Ogni rintocco della campana collocata sul campanile della moderna chiesa di San Donato ricorda i martiri degli eccidi del 1944. Ma non è soltanto il suono della campana che, a Castelnuovo dei Sabbioni, tiene viva la memoria di quei tragici avvenimenti: dall’aprile del 1984, nella piazza adiacente la chiesa, c’è anche un monumento dedicato alla Resistenza.    
  
La scultura, realizzata da Venturino Venturi, prima di essere collocata nella sua sede definitiva fu anche esposta, nel 1985, nel cortile di Palazzo Strozzi 
a cura del Gabinetto Viesseux di Firenze. Castelnuovo dei Sabbioni vanta anche un’altra opera di Venturino Venturi: in piazza Sandro Pertini troviamo infatti un “murale” lungo 76 metri che si estende su una superficie di 305 metri quadrati raffigurante l’eterno contrasto tra la guerra e la pace. Si tratta di un’opera di grandi dimensioni realizzata su pannelli di cemento, che ricorda i tragici avvenimenti che videro protagonisti tanti inermi cittadini.
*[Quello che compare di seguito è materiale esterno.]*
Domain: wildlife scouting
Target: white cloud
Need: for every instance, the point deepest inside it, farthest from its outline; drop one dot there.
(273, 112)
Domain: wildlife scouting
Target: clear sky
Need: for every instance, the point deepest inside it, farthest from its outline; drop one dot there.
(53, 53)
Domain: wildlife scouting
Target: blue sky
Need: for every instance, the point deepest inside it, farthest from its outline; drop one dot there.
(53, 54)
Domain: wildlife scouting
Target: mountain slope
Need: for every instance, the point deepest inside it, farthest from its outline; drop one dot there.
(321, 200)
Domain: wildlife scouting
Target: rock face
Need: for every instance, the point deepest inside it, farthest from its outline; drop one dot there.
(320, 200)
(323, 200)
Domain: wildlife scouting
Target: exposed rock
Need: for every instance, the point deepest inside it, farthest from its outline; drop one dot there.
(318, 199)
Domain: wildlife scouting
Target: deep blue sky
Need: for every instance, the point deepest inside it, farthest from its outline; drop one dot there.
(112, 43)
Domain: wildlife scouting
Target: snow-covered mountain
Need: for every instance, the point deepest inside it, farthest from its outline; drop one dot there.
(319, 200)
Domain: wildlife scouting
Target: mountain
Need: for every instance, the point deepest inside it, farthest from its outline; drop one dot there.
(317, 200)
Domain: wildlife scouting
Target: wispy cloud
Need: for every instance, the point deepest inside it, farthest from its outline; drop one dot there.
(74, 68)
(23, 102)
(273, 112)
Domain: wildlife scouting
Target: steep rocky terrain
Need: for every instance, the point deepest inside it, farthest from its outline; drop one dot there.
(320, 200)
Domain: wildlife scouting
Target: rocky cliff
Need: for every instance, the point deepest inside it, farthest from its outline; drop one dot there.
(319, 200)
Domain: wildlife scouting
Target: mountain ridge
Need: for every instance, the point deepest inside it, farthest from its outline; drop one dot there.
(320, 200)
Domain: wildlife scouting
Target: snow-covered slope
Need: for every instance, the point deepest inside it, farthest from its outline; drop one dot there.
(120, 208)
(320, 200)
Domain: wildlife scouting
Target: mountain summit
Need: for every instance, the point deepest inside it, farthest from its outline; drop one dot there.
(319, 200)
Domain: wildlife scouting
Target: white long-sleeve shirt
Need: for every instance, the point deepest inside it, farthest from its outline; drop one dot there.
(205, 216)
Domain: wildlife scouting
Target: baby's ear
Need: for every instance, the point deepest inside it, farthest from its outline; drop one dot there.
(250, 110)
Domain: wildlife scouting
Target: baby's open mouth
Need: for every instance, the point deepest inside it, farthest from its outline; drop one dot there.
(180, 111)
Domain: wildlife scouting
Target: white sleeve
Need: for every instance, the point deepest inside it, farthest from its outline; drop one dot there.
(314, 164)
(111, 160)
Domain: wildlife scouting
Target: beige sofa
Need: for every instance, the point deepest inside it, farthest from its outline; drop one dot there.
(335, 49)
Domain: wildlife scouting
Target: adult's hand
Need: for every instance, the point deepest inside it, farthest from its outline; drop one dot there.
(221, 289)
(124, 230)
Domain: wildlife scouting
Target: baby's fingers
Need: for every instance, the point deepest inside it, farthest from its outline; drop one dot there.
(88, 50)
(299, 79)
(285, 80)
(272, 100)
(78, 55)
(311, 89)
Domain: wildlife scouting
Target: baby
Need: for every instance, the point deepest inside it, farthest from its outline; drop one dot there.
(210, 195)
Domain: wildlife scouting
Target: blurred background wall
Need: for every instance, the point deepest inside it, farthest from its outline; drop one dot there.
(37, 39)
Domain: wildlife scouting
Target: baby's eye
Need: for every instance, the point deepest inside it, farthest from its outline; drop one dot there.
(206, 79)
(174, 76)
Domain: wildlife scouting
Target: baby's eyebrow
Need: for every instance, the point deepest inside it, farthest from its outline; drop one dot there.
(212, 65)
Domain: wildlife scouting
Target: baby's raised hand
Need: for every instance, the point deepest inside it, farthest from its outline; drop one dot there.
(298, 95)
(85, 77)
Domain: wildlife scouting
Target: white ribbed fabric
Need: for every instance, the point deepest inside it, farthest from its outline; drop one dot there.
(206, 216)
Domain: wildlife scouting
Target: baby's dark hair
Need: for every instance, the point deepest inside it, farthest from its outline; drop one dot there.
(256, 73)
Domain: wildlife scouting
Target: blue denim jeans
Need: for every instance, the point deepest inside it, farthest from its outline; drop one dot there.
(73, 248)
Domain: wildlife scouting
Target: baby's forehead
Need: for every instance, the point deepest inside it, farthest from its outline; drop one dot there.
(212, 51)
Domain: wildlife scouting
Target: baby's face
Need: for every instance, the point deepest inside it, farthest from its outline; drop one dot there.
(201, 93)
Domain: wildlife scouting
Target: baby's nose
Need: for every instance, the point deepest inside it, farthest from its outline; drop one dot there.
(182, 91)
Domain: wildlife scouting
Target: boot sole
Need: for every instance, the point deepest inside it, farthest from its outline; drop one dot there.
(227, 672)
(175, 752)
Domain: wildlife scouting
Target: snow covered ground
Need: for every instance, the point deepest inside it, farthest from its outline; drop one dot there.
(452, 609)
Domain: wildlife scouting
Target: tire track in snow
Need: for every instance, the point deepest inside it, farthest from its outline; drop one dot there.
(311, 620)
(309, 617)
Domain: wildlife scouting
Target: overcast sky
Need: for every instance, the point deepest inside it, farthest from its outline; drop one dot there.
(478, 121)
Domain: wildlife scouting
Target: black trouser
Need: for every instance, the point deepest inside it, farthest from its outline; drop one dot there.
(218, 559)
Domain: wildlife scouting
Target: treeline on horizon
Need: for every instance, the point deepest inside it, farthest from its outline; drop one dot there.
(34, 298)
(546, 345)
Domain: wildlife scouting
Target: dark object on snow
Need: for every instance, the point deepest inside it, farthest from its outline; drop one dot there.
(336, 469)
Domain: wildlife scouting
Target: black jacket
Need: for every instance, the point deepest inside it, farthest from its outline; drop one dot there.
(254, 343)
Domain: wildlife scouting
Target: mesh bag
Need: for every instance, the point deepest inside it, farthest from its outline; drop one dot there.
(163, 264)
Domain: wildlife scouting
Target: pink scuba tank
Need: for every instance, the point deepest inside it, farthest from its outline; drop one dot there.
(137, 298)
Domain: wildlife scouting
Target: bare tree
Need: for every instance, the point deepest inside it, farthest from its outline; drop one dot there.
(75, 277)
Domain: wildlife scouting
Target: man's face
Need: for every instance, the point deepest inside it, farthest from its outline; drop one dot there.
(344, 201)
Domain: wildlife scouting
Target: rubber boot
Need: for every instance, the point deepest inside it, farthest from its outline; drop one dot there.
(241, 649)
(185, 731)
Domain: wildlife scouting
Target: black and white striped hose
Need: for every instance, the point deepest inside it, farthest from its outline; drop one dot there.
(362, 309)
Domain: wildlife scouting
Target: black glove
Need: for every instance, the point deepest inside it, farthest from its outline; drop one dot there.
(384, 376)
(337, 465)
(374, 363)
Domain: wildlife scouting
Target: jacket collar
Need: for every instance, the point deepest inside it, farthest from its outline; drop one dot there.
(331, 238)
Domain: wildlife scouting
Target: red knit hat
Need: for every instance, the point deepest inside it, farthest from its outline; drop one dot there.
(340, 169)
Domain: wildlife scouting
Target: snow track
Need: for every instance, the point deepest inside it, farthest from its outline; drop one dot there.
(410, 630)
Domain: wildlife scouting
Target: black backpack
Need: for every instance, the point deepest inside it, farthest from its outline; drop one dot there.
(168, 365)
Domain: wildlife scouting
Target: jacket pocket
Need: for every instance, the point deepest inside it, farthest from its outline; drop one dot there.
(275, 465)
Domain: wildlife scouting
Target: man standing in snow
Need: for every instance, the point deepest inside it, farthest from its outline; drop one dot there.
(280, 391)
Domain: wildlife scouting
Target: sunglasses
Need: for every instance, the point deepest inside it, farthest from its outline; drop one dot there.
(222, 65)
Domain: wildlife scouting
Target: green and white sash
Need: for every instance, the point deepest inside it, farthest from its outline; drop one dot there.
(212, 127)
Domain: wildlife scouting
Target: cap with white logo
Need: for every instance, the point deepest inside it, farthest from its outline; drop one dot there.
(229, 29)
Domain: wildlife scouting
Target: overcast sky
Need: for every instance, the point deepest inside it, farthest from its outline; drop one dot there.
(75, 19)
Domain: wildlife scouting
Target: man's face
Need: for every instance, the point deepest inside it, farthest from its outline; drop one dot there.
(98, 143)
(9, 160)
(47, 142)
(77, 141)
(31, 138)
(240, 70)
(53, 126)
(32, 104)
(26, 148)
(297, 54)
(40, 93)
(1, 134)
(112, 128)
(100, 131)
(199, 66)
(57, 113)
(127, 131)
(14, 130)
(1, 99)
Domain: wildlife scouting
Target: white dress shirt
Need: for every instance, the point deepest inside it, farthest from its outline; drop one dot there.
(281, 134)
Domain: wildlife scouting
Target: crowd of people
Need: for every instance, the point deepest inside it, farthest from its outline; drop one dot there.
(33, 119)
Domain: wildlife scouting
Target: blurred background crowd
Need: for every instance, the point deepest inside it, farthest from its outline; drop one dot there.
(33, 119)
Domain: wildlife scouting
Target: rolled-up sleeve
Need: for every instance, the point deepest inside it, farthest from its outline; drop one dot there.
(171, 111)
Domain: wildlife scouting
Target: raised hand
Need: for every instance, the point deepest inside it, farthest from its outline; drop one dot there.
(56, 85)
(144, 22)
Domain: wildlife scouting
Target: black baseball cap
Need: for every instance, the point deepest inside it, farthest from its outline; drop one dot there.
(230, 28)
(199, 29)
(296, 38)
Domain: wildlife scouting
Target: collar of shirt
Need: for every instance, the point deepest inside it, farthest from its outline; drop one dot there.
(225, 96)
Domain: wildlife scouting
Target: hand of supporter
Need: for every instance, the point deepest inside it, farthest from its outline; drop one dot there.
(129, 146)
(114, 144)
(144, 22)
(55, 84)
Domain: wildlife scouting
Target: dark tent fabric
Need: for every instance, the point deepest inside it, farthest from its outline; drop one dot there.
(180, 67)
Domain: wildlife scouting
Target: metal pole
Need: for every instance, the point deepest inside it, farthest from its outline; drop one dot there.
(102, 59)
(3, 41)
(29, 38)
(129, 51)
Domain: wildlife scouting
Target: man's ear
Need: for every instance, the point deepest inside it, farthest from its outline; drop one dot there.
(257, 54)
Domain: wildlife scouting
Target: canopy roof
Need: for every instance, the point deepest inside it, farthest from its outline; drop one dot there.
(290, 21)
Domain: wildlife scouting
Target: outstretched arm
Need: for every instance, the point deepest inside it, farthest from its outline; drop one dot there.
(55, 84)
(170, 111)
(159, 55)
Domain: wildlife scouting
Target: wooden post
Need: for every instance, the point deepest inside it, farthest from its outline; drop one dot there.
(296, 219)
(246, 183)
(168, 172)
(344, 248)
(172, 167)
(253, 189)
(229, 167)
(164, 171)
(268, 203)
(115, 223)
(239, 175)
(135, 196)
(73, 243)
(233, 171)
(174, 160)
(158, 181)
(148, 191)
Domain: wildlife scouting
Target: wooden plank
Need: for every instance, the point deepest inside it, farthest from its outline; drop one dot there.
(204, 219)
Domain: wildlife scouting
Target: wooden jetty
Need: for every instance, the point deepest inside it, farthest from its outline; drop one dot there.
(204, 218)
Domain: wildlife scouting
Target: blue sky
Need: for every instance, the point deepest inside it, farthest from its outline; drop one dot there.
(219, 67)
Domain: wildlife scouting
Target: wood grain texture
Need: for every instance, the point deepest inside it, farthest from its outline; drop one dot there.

L’opera inizia con la narrazione degli orrori della guerra, dei lutti e delle distruzioni. Ma poi, aprendo la strada della speranza, “racconta” anche della ricostruzione, della pace, rappresentata da una Madonna con Bambino in campo blu, per arrivare alla Resurrezione, molto efficacemente identificata con un cono di luce che sale verso l’alto.